We have some extra classes to help with specific use cases. These are mostly for fine-grained control of Redis usage, so they wouldn’t be used in combination with the Rails.cache wrapper: we’d either use Rails.cache or these classes and literal Redis commands.

We prefer using Rails.cache so we can reap the benefits of future optimizations done to Rails. Ruby objects are marshalled when written to Redis, so we must pay attention to store neither huge objects, nor untrusted user input.

Typically we would only use these classes when at least one of the following is true:

  1. We want to manipulate data on a non-cache Redis instance.
  2. Rails.cache does not support the operations we want to perform.

Gitlab::Redis::{Cache,SharedState,Queues}

These classes wrap the Redis instances (using Gitlab::Redis::Wrapper) to make it convenient to work with them directly. The typical use is to call .with on the class, which takes a block that yields the Redis connection. For example:

# Get the value of `key` from the shared state (persistent) Redis
Gitlab::Redis::SharedState.with { |redis| redis.get(key) }

# Check if `value` is a member of the set `key`
Gitlab::Redis::Cache.with { |redis| redis.sismember(key, value) }

Gitlab::Redis::Boolean

In Redis, every value is a string. Gitlab::Redis::Boolean makes sure that booleans are encoded and decoded consistently.

Gitlab::Redis::HLL

The Redis PFCOUNT, PFADD, and PFMERGE commands operate on HyperLogLogs, a data structure that allows estimating the number of unique elements with low memory usage. For more information, see HyperLogLogs in Redis.

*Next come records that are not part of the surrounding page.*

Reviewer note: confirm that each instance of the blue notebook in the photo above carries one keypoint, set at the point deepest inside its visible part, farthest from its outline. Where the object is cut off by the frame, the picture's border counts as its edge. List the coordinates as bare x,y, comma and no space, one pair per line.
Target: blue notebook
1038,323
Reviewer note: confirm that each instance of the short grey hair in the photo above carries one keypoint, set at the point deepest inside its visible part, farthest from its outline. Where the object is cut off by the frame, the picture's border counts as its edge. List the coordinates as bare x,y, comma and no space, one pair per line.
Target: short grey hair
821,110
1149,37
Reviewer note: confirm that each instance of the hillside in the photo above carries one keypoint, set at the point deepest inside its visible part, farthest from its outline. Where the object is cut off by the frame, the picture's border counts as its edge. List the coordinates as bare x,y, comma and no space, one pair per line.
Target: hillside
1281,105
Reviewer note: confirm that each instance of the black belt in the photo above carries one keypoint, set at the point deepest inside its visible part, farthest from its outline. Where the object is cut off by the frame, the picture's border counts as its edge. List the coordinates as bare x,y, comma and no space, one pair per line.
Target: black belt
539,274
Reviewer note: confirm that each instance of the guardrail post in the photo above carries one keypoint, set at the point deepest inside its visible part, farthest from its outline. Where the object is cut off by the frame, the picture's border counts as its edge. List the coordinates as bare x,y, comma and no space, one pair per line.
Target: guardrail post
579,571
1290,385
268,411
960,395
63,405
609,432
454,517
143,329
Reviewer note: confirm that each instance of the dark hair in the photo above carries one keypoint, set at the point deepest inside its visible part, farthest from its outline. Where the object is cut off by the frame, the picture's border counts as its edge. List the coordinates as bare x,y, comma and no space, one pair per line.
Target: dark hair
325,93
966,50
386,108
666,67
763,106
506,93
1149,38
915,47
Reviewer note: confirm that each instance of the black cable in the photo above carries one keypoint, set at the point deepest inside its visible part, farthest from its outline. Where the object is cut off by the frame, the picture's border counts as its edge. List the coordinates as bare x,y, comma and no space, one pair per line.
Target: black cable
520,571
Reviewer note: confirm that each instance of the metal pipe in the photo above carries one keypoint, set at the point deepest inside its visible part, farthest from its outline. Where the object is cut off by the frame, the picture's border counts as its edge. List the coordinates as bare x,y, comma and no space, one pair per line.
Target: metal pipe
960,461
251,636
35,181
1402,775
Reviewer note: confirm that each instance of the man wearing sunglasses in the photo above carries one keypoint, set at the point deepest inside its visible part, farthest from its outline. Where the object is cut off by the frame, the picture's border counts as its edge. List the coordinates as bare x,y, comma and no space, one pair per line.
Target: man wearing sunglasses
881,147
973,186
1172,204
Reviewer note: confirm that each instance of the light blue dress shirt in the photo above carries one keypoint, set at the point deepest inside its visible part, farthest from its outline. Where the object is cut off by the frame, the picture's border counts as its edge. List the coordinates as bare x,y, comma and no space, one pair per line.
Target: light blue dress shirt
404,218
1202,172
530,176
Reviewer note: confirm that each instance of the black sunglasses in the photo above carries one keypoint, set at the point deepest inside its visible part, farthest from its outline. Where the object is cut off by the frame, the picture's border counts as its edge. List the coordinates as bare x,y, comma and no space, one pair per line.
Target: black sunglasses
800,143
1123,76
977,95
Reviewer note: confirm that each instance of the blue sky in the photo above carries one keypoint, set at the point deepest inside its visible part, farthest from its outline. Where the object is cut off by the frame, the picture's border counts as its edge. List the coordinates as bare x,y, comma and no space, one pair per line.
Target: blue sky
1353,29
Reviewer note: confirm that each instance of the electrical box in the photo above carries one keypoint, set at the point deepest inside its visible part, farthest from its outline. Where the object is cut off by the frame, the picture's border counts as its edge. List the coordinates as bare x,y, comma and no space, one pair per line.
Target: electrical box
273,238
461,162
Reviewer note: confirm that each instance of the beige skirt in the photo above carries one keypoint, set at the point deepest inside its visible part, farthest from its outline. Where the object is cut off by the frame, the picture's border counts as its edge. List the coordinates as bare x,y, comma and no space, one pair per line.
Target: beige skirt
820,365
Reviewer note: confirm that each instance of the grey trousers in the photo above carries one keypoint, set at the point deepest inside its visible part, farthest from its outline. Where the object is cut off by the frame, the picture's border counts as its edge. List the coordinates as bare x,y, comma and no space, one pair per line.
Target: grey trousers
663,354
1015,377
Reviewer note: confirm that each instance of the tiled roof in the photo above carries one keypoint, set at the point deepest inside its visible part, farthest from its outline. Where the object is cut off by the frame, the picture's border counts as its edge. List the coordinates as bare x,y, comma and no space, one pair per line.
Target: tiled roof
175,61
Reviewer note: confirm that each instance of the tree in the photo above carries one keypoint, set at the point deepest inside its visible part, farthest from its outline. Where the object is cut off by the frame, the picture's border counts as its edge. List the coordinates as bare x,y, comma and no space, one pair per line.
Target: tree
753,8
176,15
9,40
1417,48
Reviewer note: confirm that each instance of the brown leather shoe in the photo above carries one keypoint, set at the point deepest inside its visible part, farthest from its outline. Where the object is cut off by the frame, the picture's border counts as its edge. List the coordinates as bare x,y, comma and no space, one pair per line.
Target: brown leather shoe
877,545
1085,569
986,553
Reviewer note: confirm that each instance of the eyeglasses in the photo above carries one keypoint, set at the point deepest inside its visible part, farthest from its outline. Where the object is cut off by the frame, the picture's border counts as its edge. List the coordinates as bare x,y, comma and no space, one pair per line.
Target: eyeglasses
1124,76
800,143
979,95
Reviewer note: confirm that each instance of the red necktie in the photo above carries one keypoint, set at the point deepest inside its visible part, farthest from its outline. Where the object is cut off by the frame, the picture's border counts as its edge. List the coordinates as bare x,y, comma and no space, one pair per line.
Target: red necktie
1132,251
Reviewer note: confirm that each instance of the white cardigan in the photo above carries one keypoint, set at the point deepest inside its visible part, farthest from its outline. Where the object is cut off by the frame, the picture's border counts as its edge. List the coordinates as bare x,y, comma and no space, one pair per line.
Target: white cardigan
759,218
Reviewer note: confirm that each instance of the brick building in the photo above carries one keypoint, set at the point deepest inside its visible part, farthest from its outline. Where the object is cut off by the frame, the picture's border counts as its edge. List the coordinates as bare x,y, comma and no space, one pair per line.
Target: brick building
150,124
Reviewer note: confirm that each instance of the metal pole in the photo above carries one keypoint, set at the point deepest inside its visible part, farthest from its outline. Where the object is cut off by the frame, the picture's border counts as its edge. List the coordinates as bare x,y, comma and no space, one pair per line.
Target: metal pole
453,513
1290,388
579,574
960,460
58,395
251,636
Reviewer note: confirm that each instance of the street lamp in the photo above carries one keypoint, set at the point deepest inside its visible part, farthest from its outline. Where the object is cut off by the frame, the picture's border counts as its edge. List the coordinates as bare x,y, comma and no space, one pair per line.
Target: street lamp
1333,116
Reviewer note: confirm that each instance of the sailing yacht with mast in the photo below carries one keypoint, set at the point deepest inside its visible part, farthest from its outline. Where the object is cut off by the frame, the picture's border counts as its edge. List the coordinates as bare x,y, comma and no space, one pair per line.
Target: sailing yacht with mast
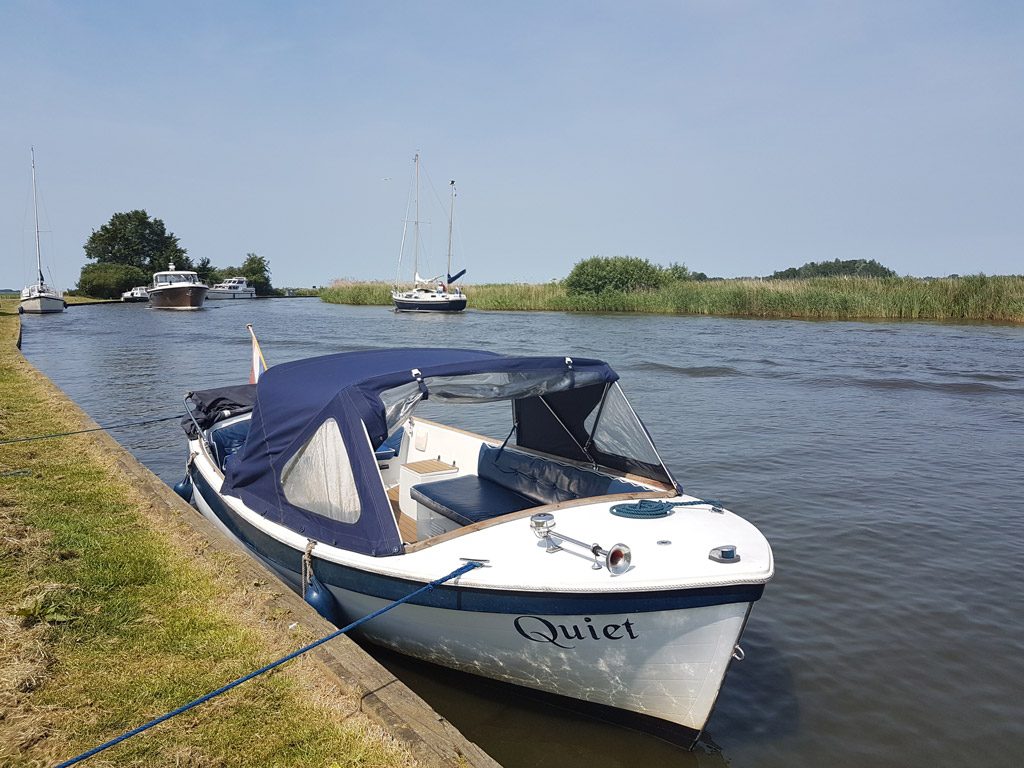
430,294
39,298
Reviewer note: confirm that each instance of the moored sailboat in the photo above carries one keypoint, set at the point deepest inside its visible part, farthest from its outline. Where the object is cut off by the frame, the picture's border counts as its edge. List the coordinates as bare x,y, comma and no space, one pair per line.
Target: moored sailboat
39,298
428,294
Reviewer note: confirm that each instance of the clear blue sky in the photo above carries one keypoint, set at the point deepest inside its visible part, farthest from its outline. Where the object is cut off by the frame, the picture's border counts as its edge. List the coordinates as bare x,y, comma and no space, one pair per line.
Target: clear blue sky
735,137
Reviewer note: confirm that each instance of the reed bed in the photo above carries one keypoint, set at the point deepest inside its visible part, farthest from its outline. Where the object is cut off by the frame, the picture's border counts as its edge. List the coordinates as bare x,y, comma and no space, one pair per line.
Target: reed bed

Gitlab::Redis::HLL provides a convenient interface for adding and counting values in HyperLogLogs.

Gitlab::SetCache

For cases where we need to efficiently check the whether an item is in a group of items, we can use a Redis set. Gitlab::SetCache provides an #include? method that uses the SISMEMBER command, as well as #read to fetch all entries in the set.

This is used by the RepositorySetCache to provide a convenient way to use sets to cache repository data like branch names.